Jego zdaniem dobrą wiadomością jest to, że młodzież, która będzie uczestniczyła w wydarzeniach na otwartej przestrzeni, np. w mszach świętych, będzie blisko siebie. Gdy ludzie są w grupach i znają się wzajemnie, trudniej jest zaatakować ewentualnym terrorystom – uważa ekspert.

"To jest dobre, dlatego że gdyby coś się działo, ludzie będą w stanie zareagować i obezwładnić napastnika lub go wskazać służbom. Ten człowiek będzie miał małe pole manewru" – powiedział w piątek dziennikarzom Lesiakowski, prezes firmy Celboss, lekarz i antyterrorysta.

Pytany, na co zwrócić uwagę, gdy podejrzewamy, że doszło do ataku terrorystycznego, powiedział, żeby nie panikować.
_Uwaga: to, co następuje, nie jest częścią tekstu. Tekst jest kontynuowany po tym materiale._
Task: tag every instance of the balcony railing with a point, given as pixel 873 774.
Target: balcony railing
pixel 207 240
"Z reguły w takiej sytuacji nie mamy szans pomyśleć, wpadamy w panikę i robimy głupoty. Ale powinniśmy się przede wszystkim schować się, gdzie się da – za samochód, za murek czy za inny przedmiot – i rozejrzeć się, pomyśleć, szybko przeanalizować sytuację i podjąć decyzję, gdzie dalej się poruszać, im dalej od źródła zagrożenia" – mówił Lesiakowski.

Reklama

Ekspert przyznał, że nie ma uniwersalnych zasad, jak uciekać z miejsca ataku, zależy to bowiem od okoliczności. Inaczej należało reagować w Nicei, gdzie napastnik, jadąc po bulwarze ciężarówką, zabił 84 osoby, a inaczej w Niemczech, gdzie z kolei atak nastąpił w pociągu przy użyciu topora i noża.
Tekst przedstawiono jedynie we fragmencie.